NoSql Databases offered an alternative by eliminating schemas at the expense of relaxing ACID principles. Some NoSql vendors have made great strides towards resolving the issue; the solution is called eventual consistency. As for NewSql, why not create a new RDBMS minus RDBMS’ shortcomings utilizing modern programming languages and technology. That is how some of the NewSql vendors came to life. Other NewSql companies created augmented solutions for MySql.
Hadoop is a different animal altogether. It’s a file system and not a database. Hadoop’s roots are in internet search engines. Although Hadoop and associates (HBase, Mapreduce, Hive, Pig, Zookeeper) have turned it into a mighty database, Hadoop is an inexpensive, scalable, distributed filesystem with fault tolerance. Hadoop’s specialty at this point in time is in batch processing, hence suitable for Data Analytics.
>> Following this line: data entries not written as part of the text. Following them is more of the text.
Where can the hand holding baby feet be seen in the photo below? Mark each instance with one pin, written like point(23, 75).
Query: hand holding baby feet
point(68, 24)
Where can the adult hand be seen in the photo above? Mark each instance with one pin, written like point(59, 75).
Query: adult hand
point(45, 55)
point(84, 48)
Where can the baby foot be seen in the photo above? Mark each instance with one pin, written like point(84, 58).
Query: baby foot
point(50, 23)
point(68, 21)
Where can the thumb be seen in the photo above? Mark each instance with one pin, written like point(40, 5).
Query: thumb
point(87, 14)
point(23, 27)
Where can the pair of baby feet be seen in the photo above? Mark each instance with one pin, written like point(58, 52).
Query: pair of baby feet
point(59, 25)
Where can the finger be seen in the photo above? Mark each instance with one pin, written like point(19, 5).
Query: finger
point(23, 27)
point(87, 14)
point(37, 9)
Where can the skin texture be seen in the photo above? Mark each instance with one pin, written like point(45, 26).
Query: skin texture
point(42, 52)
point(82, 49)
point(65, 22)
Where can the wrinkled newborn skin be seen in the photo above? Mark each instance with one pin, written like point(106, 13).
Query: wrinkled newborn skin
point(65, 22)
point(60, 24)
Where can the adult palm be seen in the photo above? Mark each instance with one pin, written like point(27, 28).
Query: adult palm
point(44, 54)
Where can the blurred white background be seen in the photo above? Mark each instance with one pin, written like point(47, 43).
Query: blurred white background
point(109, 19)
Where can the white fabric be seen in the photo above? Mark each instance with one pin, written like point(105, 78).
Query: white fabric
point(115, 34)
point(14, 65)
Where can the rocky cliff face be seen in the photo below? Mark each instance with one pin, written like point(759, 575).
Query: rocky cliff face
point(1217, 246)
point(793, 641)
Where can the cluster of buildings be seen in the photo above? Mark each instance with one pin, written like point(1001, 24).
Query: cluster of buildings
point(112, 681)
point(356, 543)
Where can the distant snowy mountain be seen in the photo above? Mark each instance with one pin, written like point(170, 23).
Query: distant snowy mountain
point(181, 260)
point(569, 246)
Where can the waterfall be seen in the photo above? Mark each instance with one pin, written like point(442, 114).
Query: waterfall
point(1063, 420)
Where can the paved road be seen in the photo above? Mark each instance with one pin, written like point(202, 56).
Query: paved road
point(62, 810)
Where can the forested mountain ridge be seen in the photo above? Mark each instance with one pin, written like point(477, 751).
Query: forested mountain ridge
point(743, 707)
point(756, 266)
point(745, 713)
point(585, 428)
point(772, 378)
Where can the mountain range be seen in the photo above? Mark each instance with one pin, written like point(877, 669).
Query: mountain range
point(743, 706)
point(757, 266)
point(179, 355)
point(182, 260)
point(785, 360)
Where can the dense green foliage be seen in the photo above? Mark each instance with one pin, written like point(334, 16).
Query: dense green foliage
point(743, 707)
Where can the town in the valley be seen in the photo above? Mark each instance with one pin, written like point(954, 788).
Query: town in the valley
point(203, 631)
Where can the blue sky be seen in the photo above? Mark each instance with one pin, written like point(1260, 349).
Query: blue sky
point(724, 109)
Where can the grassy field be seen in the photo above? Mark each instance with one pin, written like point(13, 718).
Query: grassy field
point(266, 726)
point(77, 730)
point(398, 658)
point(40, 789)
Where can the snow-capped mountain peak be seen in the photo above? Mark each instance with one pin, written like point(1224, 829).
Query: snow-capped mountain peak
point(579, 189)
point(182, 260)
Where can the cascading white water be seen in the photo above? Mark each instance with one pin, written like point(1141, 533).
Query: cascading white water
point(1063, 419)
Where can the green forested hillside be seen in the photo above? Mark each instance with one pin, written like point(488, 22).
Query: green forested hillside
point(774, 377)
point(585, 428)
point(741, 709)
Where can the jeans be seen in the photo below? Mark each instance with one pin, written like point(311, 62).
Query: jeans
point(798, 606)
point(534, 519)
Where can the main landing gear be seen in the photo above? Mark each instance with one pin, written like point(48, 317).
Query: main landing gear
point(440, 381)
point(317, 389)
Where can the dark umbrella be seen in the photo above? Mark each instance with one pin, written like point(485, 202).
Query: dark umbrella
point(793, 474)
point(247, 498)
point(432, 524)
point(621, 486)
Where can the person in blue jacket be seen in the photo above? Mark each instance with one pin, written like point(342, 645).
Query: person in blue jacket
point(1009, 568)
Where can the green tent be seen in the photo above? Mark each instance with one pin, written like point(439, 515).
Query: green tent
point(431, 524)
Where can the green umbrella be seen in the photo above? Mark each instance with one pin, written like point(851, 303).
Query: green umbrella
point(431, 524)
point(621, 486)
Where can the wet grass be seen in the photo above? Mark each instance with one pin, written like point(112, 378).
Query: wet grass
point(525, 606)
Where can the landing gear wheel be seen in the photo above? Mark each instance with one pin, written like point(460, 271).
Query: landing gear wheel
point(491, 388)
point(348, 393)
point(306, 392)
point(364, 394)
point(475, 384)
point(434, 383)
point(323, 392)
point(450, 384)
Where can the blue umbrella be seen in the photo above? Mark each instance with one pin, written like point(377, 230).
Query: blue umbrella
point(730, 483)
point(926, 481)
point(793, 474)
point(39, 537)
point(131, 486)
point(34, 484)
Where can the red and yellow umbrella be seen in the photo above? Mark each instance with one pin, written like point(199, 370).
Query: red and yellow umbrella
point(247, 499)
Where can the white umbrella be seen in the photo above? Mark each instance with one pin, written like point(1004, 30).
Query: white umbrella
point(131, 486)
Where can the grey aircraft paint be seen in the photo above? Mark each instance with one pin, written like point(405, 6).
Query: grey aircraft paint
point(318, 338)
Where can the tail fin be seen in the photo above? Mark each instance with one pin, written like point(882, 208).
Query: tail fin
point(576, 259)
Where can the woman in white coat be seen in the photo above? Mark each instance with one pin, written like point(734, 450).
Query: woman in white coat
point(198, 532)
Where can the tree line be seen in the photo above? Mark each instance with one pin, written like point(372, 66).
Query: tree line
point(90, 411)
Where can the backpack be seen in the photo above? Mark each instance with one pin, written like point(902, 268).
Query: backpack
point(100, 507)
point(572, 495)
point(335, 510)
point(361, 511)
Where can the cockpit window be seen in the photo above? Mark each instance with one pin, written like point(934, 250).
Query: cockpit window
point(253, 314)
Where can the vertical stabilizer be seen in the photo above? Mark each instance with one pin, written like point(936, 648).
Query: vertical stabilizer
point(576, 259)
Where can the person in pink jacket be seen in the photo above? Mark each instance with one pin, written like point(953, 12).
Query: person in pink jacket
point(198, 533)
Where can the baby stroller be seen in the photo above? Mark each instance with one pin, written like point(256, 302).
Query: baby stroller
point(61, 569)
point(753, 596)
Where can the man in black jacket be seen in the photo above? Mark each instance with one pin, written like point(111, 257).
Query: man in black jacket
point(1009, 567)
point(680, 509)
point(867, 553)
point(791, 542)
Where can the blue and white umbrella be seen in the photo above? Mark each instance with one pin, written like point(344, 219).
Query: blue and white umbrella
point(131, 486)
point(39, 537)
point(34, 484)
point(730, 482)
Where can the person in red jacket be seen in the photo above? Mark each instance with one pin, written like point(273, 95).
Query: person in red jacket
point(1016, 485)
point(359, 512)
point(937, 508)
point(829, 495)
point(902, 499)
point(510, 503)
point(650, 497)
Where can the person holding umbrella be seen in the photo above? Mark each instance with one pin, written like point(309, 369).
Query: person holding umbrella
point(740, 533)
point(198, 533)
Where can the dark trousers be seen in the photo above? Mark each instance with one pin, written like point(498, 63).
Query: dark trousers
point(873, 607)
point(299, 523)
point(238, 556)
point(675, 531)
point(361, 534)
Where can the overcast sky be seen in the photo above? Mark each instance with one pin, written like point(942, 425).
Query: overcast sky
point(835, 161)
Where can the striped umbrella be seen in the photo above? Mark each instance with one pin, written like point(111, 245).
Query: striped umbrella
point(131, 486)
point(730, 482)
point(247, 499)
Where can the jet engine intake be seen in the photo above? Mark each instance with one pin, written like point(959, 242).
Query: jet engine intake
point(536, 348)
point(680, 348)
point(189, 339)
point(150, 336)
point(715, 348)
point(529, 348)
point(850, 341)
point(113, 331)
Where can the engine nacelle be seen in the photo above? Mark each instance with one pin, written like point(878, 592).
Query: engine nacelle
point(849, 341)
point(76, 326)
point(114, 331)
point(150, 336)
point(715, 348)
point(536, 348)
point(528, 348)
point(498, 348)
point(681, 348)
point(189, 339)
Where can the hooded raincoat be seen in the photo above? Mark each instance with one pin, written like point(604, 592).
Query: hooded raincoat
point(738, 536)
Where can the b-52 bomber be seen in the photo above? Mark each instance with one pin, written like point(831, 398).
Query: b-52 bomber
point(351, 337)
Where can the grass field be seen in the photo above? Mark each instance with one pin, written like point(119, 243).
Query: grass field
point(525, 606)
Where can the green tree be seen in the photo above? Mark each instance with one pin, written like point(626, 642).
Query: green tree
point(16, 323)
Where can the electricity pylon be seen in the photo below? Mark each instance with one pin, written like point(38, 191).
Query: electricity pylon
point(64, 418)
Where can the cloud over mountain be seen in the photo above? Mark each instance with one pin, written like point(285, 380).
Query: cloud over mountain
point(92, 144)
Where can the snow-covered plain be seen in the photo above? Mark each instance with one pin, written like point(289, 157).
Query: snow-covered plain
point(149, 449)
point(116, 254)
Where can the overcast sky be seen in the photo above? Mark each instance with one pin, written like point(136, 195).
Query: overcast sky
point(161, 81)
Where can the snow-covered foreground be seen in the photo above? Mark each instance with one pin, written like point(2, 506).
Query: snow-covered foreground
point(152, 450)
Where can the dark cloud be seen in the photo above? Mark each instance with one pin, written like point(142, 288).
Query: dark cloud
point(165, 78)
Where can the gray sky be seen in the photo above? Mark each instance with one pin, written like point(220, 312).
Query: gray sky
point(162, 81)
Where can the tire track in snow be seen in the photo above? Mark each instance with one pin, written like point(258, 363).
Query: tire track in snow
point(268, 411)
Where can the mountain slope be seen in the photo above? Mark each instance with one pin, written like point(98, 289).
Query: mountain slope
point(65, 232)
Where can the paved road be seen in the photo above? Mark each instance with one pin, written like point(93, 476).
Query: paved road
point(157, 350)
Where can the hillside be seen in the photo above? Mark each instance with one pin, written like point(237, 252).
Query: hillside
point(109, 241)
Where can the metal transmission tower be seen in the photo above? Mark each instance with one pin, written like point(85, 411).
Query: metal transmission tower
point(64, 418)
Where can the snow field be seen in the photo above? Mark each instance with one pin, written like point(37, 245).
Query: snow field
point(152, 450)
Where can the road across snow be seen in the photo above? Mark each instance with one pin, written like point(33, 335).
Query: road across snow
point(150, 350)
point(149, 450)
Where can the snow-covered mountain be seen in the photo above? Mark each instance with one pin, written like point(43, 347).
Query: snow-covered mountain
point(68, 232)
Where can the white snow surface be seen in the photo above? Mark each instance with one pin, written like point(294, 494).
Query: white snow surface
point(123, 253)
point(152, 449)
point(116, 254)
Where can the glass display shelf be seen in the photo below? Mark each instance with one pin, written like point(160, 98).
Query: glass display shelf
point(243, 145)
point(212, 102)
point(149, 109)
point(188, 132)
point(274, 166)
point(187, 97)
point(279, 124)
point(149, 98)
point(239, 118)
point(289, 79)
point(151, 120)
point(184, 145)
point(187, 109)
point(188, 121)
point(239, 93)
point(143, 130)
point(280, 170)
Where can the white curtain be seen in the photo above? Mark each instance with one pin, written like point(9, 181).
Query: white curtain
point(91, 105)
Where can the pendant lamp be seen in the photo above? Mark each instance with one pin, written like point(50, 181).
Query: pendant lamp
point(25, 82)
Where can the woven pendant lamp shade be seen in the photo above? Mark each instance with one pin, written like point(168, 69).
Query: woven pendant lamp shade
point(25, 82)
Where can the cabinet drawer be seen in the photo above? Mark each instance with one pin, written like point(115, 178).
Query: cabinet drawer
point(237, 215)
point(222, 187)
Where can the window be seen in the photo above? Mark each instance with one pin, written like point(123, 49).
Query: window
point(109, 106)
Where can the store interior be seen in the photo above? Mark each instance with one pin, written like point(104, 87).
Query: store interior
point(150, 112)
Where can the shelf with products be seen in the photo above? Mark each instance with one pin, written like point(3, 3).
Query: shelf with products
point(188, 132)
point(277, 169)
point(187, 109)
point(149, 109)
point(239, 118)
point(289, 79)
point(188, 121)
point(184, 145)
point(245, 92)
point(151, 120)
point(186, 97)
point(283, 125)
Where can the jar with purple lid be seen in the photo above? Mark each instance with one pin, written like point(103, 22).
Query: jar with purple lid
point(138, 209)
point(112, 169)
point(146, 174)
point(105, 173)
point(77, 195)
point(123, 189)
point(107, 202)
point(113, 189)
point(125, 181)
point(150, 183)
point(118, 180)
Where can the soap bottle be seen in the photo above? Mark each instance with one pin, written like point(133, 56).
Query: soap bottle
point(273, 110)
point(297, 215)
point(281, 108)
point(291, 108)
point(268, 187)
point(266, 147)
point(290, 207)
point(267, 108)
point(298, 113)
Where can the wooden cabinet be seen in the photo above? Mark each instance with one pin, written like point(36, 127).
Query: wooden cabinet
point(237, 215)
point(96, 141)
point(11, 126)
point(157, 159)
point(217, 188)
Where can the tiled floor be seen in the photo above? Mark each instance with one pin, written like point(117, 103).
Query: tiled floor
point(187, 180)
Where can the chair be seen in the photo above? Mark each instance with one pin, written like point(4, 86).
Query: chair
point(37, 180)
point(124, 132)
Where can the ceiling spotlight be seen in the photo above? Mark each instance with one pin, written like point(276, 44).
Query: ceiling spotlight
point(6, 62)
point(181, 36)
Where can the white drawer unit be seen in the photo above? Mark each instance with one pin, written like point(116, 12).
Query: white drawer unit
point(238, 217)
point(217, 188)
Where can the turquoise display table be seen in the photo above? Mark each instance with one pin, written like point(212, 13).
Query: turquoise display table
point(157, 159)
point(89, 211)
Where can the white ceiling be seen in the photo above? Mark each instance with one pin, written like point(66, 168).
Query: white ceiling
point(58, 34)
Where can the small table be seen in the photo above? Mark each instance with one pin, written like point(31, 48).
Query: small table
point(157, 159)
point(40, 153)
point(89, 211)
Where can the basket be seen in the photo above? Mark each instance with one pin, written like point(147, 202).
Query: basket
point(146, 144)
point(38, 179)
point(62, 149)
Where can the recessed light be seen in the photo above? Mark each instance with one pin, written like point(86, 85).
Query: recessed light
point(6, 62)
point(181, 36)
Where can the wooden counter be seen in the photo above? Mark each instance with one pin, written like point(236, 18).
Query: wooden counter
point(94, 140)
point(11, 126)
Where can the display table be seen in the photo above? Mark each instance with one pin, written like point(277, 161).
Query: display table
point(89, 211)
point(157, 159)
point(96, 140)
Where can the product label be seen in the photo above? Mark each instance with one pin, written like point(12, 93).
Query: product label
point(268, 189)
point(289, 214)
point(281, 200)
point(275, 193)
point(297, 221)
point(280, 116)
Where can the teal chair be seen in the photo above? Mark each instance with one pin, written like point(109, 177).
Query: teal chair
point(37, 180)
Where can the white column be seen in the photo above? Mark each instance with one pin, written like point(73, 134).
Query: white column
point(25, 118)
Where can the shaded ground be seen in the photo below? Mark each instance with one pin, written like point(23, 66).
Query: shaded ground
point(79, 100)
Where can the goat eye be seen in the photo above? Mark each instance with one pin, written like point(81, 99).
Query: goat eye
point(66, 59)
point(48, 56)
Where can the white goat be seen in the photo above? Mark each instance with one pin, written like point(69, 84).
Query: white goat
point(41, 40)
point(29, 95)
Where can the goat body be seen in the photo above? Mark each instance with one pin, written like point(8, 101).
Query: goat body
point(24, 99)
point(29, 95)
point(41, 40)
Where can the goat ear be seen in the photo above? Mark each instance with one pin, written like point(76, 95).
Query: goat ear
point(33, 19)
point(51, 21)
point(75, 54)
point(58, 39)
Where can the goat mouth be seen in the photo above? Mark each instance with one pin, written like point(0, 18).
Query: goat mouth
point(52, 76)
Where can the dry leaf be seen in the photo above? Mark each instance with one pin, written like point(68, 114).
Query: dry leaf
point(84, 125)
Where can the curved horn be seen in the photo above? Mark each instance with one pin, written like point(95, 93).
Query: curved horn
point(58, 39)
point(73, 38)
Now let’s start with our example: My imaginary video game company recently put our most popular game online after ten years of being in business, shipping our games to retailers around the globe. Our customer information is currently stored in a Sql Server Database and we have been happy with it. However, since the players started playing the game online, the database is not able to keep up and the users are experiencing delays. As our user base grows rapidly, we spend money buying more and more Hardware/Software but to no avail. Losing customers is our primary concern. Where do we go from here?
We decide to run our online game application in NoSql and NewSql simultaneously by segmenting our online user base. Our objective is to find the optimal solution. The IT department selects NoSql Couchbase (document oriented like MongoDB) and NewSql VoltDB.
Couchbase is open source, has an integrated caching mechanism, and it can automatically spread data across multiple nodes. VoltDB is an ACID compliant RDBMS, fault tolerant, scales horizontally, and possesses a shared-nothing & in-memory architecture. At the end, both systems are able to deliver. I won’t go into the intricacies of each solution because this is an example and comparing these technologies in the real-world will require testing, benchmarking, and in-depth analyses.
Now that the online operations are running smoothly, we want to analyze our data to find out where we should expand our territory. Which are the most suitable countries for marketing our products? In doing so, we need to merge the Sql Server customer Data Warehouse with the data from the online gaming database and run analytical reports. That’s where Hadoop comes in. We configure a Hadoop system and merge the data from the two data sources. Next, we use Hadoop’s Mapreduce in conjunction with the open source R programming language to generate the analytics reports.